HWBC’s research shows that rents have now doubled since the trough in 2012, and occupier demand should help drive prime rents up a further 8% in 2017 to €65 per sq ft (€700 per sq m) by year end. Significant prelet deals announced last year included Amazon (171,000 sq ft) in Burlington Road, Grant Thornton (104,000 sq ft) in City Quay and the NTMA (83,000 sq ft) in the North Docks, with buildings due for completion over the next 12-15 months.
HWBC Managing Director, Tony Waters, said: “There is potential for up to 5 million square feet of office space to be delivered in Dublin over the next few years with schemes at various stages of the planning process. However much of this space will not be delivered without significant pre-lets in place, so at current levels of construction we see no risk of over supply as happened in previous cycles
“Whilst rental growth in the office market in Dublin has eased from the double digit levels of 2012 to 2015, prime office rents rose a very respectable 9% and will grow by a similar level in 2017, helped by the Brexit demand that is clearly now coming through, with plans to expand in Dublin by investment banks like Barclays and Credit Suisse emerging in recent days. Demand may come from companies moving 100 or 200 staff, rather than moving thousands, but it will still have a very positive impact given the supply constraints in the Dublin market.”

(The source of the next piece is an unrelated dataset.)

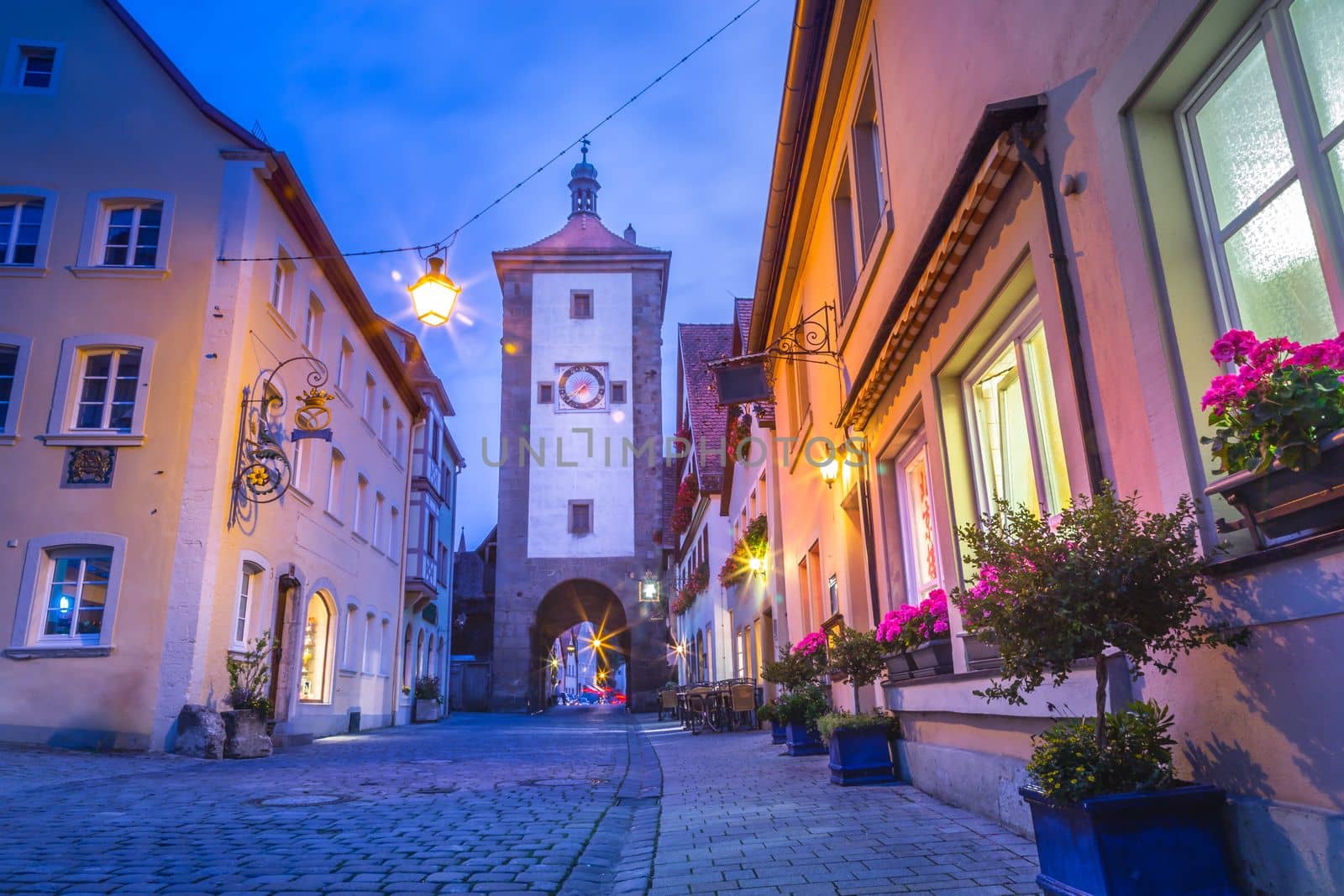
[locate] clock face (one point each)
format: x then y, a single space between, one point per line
582 387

The pace of increase in city rents is also benefitting suburban locations such as Sandyford and Leopardstown where rents are typically half the city rate, but grew at a slightly faster pace in 2016.

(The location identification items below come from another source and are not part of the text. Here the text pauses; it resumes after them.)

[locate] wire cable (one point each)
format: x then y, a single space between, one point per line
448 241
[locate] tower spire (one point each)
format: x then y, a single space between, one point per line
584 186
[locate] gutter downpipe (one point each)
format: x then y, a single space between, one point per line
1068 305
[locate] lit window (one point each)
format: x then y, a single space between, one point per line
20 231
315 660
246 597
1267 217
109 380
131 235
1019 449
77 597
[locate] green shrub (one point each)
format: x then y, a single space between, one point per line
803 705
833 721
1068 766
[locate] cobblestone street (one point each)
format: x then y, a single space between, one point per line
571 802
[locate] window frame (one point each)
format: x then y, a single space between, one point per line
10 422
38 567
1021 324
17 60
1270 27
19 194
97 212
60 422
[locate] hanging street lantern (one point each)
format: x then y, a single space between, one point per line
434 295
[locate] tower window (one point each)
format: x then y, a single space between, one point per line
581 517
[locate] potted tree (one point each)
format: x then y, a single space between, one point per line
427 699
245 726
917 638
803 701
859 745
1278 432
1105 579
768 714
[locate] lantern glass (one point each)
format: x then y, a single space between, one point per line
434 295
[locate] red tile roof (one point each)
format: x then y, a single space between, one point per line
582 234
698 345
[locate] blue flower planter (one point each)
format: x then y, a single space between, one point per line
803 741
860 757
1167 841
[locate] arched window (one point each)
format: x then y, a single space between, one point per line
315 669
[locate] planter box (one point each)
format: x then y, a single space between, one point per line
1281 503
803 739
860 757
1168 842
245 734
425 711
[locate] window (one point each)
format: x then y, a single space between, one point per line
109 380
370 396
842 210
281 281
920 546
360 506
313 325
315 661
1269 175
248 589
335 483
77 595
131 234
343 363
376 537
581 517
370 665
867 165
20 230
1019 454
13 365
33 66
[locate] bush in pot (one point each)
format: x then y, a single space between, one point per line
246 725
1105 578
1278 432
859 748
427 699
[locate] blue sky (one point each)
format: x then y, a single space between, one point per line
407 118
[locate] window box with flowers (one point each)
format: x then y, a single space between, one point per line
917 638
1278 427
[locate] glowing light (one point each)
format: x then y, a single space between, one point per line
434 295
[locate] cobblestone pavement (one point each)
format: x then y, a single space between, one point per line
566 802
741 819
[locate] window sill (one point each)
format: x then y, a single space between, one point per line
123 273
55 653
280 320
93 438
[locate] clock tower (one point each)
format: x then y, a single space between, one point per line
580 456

The vacancy rate at the end of December stood at 7.8%, compared to the peak rate of 22.8% in 2010, and 9.0% at the end of December 2015. The average deal size for new leases this year was 1,200 square metres, with 201 transactions taking place in 2016.
HWBC Director, Paul Scannell said: “2016 was another strong year for the Dublin Office Market, despite the unexpected geopolitical events of Brexit and the Trump election in the US. With foreign direct investment the lifeblood of the market here, all market participants will continue to closely track the impact of the UK triggering article 50, Trump’s moves on free trade, and the uncertainties surrounding elections in France and Germany.
At home the minority Government must address the challenges in the residential property market, where lack of new supply and rental accommodation at affordable rates could have negative consequences for winning Brexit business and foreign direct investment.
HWBC anticipates another active year for its investment team after advising on over 20% of the €4.5m of commercial property investment deals completed in the Irish market in 2016, in a record year for the company. Major deals included advising Bayerische Versorgungskammer (BVK), on its acquisition of Liffey Valley Shopping Centre, and Friends First on its acquisition of the Madrid Portfolio of retail and office assets. HWBC also advised on one of the year’s biggest loan portfolio acquisitions, assisting Colony Capital’s €450m purchase of the Tolka Portfolio of loans from NAMA.